Though there are many different variations of these options, there three basic options when considering private jet services: Charter or Renting, Fractional Ownership or buying a Private Jet. Each option has its own pros, and each has its own cons. Below are some things to consider about each option and when they should be considered.
Charter: Chartering or renting an aircraft in the US is often the least expensive option and has the lowest commitment of any of the options. A private jet flyer can charter a private jet with less than 24 hours notice and just use it once and not use it again. For the right type of private jet travel, chartering can be the least expensive option regardless of how many hours are flown annually. Charter is well suited for round trips that are 2-3 hours or more in duration and last 1-4 days. Remember, there are always exceptions to every rule; however, if a private jet flyer is not hit with minimum flight time or cancellation penalties, chartering is hard to beat on price.

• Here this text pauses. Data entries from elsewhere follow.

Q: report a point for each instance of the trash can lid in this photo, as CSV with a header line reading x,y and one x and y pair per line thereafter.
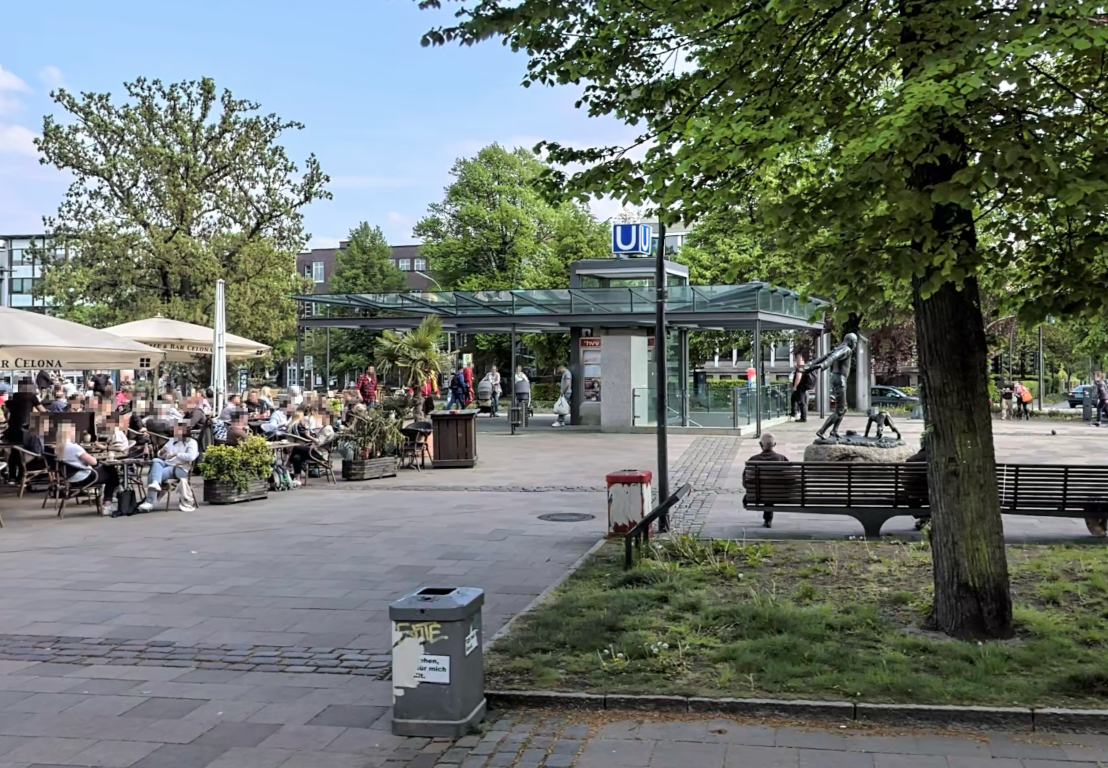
x,y
438,604
628,477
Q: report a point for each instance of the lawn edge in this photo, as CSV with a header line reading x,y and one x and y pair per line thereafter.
x,y
504,631
1047,719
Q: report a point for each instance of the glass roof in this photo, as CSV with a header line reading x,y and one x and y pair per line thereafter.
x,y
685,304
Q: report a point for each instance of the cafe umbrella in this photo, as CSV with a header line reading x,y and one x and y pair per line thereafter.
x,y
33,341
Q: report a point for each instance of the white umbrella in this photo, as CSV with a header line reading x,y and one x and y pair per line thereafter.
x,y
32,341
183,341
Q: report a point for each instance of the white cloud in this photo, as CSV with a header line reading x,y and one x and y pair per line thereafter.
x,y
10,83
400,227
16,140
51,77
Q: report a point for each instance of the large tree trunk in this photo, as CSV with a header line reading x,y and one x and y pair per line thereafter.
x,y
972,597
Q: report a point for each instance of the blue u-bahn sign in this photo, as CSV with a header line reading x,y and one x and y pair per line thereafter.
x,y
631,239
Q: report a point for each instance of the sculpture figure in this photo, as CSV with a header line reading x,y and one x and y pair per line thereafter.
x,y
838,362
881,419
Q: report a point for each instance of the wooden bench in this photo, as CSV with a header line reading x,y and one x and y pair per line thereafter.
x,y
875,493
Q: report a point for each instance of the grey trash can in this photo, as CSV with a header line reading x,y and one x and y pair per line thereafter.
x,y
438,667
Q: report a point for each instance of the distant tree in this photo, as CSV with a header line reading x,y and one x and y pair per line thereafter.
x,y
174,188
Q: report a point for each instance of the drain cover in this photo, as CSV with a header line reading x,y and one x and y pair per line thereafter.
x,y
566,516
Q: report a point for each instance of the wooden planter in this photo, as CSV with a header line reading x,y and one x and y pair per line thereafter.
x,y
369,469
223,492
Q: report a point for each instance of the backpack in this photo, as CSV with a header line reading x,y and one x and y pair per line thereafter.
x,y
807,381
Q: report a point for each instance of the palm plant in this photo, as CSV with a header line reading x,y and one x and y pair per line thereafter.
x,y
416,354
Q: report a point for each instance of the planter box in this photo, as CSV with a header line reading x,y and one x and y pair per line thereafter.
x,y
223,492
369,469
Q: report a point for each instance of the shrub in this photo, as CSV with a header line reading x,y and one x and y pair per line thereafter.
x,y
238,464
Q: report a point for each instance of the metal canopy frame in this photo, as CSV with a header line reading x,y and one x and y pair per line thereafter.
x,y
739,307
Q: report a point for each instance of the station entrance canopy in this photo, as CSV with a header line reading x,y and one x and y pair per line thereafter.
x,y
714,307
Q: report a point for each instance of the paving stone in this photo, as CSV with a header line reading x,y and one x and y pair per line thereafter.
x,y
164,708
237,734
349,716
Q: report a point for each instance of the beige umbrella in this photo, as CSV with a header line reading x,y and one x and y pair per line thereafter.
x,y
32,341
183,341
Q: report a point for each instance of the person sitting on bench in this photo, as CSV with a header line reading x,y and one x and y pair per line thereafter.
x,y
768,442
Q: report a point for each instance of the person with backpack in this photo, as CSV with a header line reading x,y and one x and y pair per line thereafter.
x,y
802,382
459,390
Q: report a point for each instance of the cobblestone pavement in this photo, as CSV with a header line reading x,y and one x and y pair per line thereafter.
x,y
533,740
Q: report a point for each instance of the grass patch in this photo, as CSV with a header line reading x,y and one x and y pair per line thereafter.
x,y
819,620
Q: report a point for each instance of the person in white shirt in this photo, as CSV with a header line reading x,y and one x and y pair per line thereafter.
x,y
174,460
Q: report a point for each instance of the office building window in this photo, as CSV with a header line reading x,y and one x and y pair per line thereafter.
x,y
22,285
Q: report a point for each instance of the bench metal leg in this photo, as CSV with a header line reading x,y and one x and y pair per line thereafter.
x,y
872,521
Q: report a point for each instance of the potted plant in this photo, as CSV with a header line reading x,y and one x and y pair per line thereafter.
x,y
369,441
234,473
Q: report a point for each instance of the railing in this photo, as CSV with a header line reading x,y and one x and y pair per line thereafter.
x,y
711,407
642,531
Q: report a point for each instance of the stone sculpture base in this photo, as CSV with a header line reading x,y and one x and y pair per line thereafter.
x,y
857,448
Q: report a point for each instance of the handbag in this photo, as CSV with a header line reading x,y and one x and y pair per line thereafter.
x,y
562,408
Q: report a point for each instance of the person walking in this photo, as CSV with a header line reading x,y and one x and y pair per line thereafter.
x,y
493,378
566,387
801,385
768,442
367,387
1101,392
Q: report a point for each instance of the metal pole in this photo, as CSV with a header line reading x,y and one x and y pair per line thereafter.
x,y
758,382
659,365
511,379
1040,366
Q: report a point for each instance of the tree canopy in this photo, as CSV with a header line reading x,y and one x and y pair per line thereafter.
x,y
173,188
494,229
924,142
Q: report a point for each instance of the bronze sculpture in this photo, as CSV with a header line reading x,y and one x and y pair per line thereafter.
x,y
838,360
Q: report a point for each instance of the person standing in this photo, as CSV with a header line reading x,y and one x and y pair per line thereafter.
x,y
455,398
801,385
768,442
566,387
367,387
468,371
1101,392
493,378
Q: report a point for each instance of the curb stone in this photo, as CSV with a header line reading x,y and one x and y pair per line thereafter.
x,y
771,707
1060,720
985,718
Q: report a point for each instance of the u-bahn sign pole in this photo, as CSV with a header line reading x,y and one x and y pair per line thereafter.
x,y
659,361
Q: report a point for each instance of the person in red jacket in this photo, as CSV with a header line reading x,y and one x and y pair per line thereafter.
x,y
367,387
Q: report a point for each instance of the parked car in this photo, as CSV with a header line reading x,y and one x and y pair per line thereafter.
x,y
1076,396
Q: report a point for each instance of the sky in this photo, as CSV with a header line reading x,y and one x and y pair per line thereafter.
x,y
386,116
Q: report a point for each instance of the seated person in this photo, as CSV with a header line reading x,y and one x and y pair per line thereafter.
x,y
234,402
19,408
278,420
768,442
82,470
238,430
174,460
58,403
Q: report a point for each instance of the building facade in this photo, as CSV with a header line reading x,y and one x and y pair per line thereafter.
x,y
319,264
20,269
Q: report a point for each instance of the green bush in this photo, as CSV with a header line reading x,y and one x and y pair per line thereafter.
x,y
252,459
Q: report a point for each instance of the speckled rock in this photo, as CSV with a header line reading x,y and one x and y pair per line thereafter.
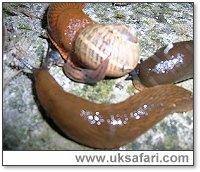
x,y
27,127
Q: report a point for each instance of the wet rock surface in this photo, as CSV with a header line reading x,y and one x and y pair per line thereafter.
x,y
27,127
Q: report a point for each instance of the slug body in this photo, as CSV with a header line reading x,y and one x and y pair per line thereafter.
x,y
101,50
108,125
65,20
170,64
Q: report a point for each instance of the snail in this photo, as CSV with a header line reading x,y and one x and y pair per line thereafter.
x,y
107,126
102,49
170,64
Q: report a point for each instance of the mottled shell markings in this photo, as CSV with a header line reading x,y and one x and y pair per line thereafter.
x,y
117,119
97,42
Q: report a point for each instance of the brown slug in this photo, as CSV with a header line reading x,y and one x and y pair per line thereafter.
x,y
107,126
170,64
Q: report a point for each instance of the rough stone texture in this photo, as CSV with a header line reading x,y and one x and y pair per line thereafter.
x,y
26,127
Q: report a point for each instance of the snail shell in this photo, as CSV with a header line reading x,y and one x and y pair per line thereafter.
x,y
96,42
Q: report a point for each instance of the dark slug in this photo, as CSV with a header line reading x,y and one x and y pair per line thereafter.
x,y
170,64
107,126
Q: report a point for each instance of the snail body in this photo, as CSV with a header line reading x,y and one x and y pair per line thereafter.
x,y
107,126
170,64
81,41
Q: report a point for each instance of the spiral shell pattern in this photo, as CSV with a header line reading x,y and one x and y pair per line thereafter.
x,y
97,42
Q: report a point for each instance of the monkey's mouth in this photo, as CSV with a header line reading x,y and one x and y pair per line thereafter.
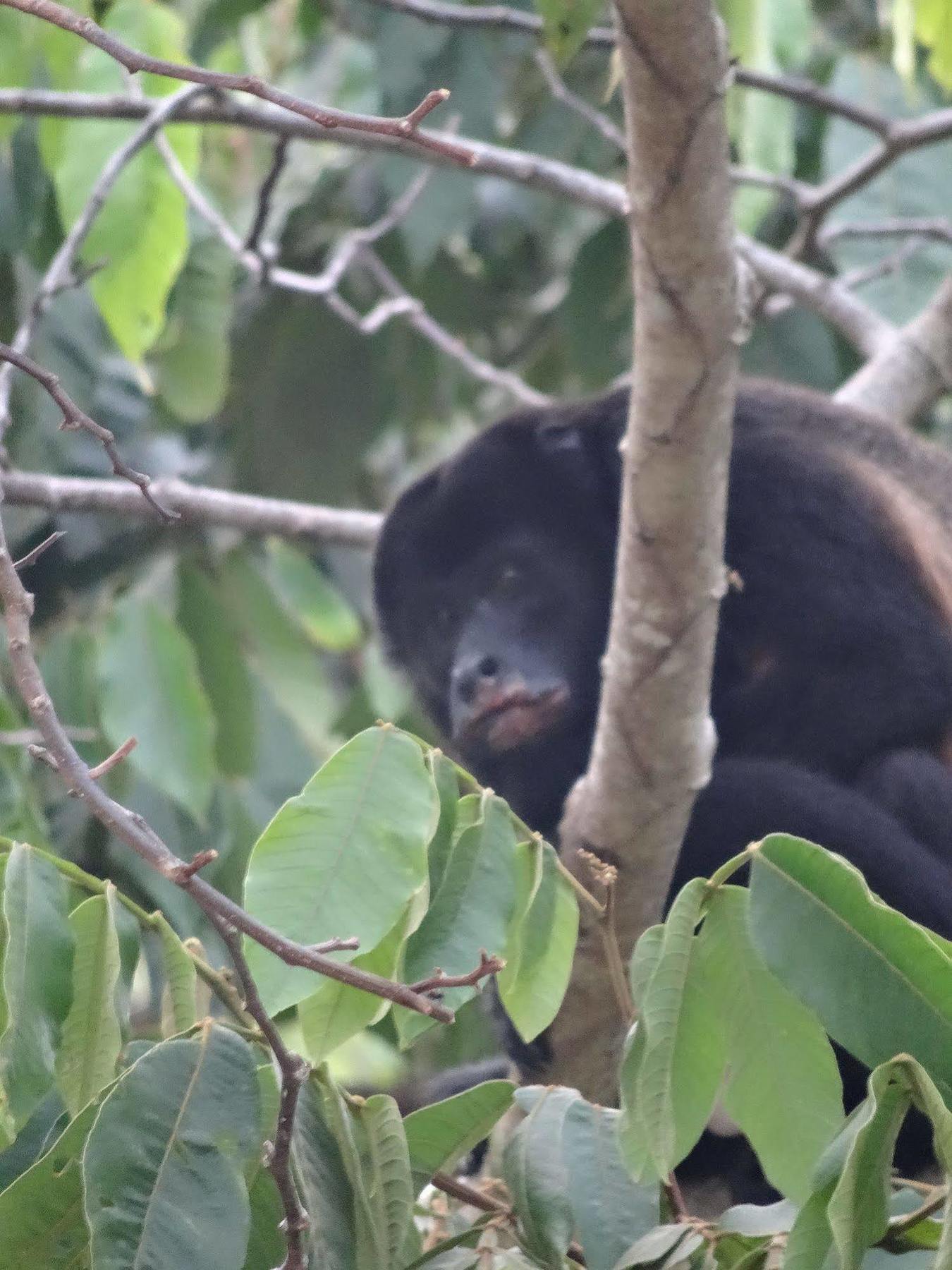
x,y
512,717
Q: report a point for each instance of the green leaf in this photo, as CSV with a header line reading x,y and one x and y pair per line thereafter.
x,y
344,857
152,691
141,231
41,1213
325,1183
877,982
536,1173
179,1003
858,1208
683,1054
566,23
37,978
192,366
163,1168
92,1036
338,1011
222,667
444,1132
310,598
472,908
539,958
387,1171
783,1087
283,657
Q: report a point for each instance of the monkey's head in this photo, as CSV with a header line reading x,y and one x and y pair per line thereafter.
x,y
493,583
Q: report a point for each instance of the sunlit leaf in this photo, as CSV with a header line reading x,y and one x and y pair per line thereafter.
x,y
37,978
152,691
92,1036
164,1162
344,857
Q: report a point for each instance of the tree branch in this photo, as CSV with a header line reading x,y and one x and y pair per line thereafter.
x,y
912,370
60,271
654,739
133,61
195,504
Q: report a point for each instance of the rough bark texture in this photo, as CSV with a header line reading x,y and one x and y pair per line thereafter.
x,y
654,739
912,370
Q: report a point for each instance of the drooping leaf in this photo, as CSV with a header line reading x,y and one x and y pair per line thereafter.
x,y
471,911
163,1168
37,978
344,857
41,1212
311,600
444,1132
876,981
539,957
92,1036
141,231
783,1087
152,691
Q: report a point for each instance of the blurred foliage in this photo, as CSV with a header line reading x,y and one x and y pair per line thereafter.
x,y
243,666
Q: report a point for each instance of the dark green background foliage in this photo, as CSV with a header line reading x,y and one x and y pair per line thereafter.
x,y
127,1115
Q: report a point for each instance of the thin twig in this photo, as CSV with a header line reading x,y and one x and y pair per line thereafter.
x,y
293,1072
75,419
32,557
439,982
114,760
133,61
560,90
61,271
195,504
266,195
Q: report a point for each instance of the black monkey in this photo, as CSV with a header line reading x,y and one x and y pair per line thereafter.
x,y
494,576
833,668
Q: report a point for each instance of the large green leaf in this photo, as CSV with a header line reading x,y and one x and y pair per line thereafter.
x,y
539,958
783,1086
222,667
683,1056
152,691
41,1212
344,857
472,908
877,982
444,1132
325,1183
92,1036
37,978
164,1162
141,233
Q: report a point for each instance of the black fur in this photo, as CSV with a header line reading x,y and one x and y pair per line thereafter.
x,y
833,668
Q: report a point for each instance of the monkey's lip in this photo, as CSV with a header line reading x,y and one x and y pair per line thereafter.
x,y
513,717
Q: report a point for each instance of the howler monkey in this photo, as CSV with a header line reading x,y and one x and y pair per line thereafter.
x,y
831,686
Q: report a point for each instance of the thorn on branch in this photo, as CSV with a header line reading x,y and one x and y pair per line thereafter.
x,y
185,870
438,982
114,760
32,557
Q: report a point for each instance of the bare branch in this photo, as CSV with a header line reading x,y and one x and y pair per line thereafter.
x,y
910,370
654,739
195,504
136,832
293,1072
825,296
133,61
76,419
61,270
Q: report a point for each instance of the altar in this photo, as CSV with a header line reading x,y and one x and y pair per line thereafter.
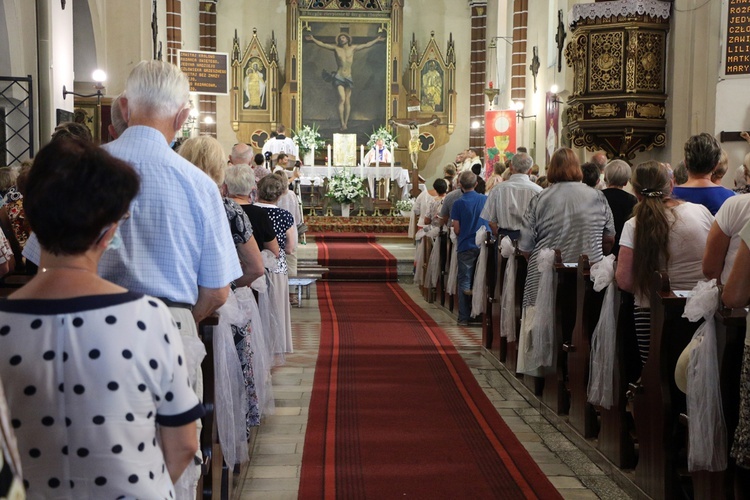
x,y
316,175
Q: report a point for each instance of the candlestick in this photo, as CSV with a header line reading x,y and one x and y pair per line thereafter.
x,y
393,173
329,160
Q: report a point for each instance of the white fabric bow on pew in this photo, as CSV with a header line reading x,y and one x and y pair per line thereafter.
x,y
231,396
603,340
508,304
480,274
543,329
707,431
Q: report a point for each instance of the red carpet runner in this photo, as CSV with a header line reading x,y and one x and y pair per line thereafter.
x,y
396,413
355,257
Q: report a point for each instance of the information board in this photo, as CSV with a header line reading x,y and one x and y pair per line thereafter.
x,y
207,71
737,61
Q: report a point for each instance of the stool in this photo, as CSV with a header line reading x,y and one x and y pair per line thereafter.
x,y
300,283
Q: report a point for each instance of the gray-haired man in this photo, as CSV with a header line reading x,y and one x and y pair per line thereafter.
x,y
508,201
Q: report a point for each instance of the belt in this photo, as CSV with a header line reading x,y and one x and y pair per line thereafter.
x,y
180,305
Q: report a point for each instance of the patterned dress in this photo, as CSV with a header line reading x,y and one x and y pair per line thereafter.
x,y
241,229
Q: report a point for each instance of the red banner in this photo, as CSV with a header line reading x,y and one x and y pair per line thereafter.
x,y
500,136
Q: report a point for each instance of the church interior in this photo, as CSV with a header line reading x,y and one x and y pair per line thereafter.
x,y
391,388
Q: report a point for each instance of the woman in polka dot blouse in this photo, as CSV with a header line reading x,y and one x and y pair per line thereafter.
x,y
95,375
270,189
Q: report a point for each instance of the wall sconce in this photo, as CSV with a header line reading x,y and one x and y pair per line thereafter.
x,y
491,68
189,125
518,106
99,77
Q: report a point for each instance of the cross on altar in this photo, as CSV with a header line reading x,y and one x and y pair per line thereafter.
x,y
414,124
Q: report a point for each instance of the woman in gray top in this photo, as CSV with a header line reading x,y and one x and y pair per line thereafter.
x,y
568,216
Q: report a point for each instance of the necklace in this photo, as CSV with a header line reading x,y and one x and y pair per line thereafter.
x,y
68,268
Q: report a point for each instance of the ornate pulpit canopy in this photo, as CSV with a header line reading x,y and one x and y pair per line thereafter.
x,y
618,53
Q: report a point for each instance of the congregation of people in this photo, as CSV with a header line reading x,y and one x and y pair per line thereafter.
x,y
649,218
124,250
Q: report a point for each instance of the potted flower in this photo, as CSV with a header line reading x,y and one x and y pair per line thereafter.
x,y
308,140
405,206
346,188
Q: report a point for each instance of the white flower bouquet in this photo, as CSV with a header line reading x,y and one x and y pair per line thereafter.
x,y
345,187
405,205
308,137
385,134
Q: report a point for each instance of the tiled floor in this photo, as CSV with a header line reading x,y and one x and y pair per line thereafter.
x,y
274,470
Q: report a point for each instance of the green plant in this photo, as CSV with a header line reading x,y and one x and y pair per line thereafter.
x,y
405,205
345,187
307,137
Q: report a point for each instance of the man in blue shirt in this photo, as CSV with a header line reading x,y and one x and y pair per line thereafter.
x,y
465,214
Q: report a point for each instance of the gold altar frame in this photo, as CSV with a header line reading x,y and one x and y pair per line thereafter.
x,y
318,92
254,58
420,66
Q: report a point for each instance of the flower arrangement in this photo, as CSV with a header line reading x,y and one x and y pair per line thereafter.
x,y
405,205
385,134
307,137
345,187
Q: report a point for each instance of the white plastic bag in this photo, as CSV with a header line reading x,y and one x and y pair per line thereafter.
x,y
543,329
707,431
480,274
433,264
508,305
452,283
603,340
419,260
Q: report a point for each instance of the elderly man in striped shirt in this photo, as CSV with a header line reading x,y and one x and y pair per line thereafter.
x,y
508,201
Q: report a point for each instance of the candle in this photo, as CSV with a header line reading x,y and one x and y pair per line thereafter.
x,y
393,171
329,160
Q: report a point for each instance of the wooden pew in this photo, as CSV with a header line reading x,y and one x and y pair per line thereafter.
x,y
209,439
555,394
615,440
499,345
491,296
582,415
657,402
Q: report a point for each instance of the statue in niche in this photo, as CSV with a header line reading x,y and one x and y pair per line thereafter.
x,y
254,85
432,88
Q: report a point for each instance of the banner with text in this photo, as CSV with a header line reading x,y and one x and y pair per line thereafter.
x,y
737,54
207,71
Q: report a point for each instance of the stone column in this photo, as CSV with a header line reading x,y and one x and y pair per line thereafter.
x,y
478,69
55,44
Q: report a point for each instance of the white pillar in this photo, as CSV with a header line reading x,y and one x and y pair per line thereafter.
x,y
55,42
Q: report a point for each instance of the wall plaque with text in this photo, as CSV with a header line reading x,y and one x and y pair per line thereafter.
x,y
738,38
206,71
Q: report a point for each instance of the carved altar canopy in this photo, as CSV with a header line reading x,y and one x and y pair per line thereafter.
x,y
255,86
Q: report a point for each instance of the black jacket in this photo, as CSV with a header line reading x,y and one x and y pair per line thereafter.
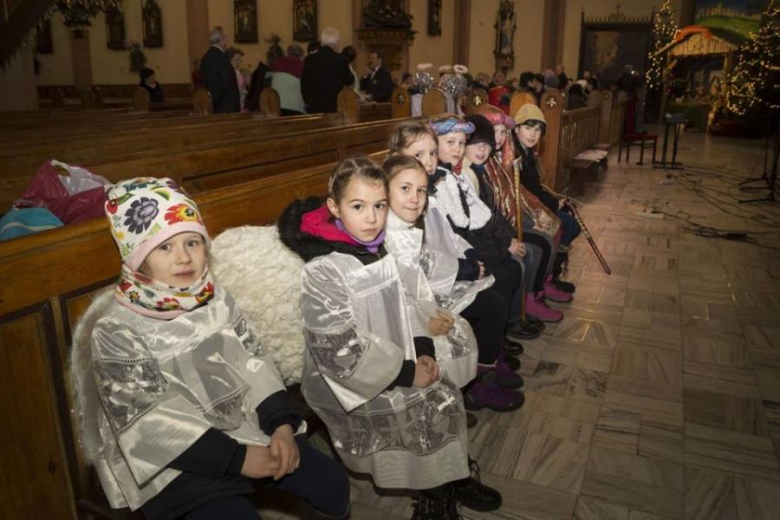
x,y
219,78
380,86
325,73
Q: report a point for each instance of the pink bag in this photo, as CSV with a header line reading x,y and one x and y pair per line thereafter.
x,y
75,197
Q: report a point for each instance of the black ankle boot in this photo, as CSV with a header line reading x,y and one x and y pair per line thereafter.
x,y
436,504
472,493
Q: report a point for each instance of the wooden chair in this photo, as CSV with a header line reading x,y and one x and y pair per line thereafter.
x,y
633,138
269,102
141,100
434,102
201,102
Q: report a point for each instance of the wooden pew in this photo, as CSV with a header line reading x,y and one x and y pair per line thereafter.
x,y
48,280
356,111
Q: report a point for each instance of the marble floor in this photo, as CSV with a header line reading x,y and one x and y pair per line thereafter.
x,y
658,395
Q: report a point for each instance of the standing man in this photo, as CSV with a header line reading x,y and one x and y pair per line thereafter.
x,y
218,75
325,73
377,83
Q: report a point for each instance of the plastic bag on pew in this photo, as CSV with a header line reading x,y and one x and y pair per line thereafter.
x,y
74,197
264,277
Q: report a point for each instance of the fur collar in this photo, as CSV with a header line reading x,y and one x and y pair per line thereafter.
x,y
307,246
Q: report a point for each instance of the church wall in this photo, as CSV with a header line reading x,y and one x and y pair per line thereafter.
x,y
439,50
594,8
170,62
527,41
57,68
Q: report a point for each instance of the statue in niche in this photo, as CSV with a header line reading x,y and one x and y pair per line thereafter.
x,y
505,34
386,14
152,24
115,29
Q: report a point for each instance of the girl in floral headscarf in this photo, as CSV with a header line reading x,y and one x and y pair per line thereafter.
x,y
188,407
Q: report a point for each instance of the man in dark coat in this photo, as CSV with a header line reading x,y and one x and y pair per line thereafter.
x,y
377,82
218,75
325,73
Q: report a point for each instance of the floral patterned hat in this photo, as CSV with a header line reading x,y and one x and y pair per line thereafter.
x,y
145,212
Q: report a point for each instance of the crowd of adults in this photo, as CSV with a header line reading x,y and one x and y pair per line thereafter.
x,y
306,81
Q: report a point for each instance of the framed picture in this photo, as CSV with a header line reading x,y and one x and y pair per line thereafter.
x,y
115,29
245,13
305,20
43,43
434,17
152,22
505,35
606,46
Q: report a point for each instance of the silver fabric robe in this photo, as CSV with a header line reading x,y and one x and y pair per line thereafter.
x,y
358,334
456,351
163,383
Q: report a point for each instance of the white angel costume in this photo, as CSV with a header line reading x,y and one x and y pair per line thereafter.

Fractional Ownership: Buying a fractional share in a private jet is a simple way to get consistent one-way travel. The aircraft in a fractional jet program are outfitted the same and are difficult to tell apart for the average passenger (except the tail number is different). The fractional jet companies have done this to create the feeling that fractional share owners have a consistent experience. Fractional jet ownership is an expensive way to travel. The fractional share is typically in a newer private jet and there is an acquisition fee, a management fee and an occupied hourly rate. The benefits of fractional jet ownership are that it is based on a one-way model so if the manager picks up a private jet flyer in New York and the fractional owner goes to Florida for six weeks, there are no extra fees for staying 2 nights or six weeks. In fact, their cancellation policies are typically very friendly, so an owner can extend or shorten a trip with ease. Fractional Ownership is still relatively expensive; however, it is financially competitive when the owner stays in a location for more than 4 days. The ancillary benefits of having a consistent experience on each trip and the flexibility of one-way travel make fractional worth a premium and can be a great solution for private jet flyers with the right profile.
Whole Ownership: Buying a private jet is a large commitment and should be done with the help of a competent and transparent broker to guide you through the process. The option requires planning, commitment and the management of another complex asset. Yes, there are many high-quality management companies that will assume most of the responsibilities, but this option does require more input than the other two basic private jet options. Based on the number of flight hours flown each year, private jet ownership can be financially similar with charter and much less expensive per hour than fractional jet ownership. Typically, when a prospective owner is flying more that 150 hours per year, whole ownership should be considered. The benefits of owning a private jet include the increased flexibility of owning your own aircraft. Also, the owner can change their schedule and the private jet is there for them. Additionally, once the fixed costs are paid or “sunk”, the incremental hours on a private jet are comparatively inexpensive when compared with the other options, so those end of year or extra trips are relatively inexpensive.
There are many variations on these basic private jet options like the card programs or whole jet partnerships. The card programs can be good options but are typically more expensive per hour though they may have “one-way” pricing which can work in the right situations. In the end, there is no rule that applies to every private jet flyer. Typically, if the flyer is under 50 hours, use charter or card; under 150 hours, use charter or fractional; and over 150 hours, use charter or whole ownership. Each travel pattern should be reviewed because the billing mechanism along with the scheduling habits of the private jet flyer must be analyzed.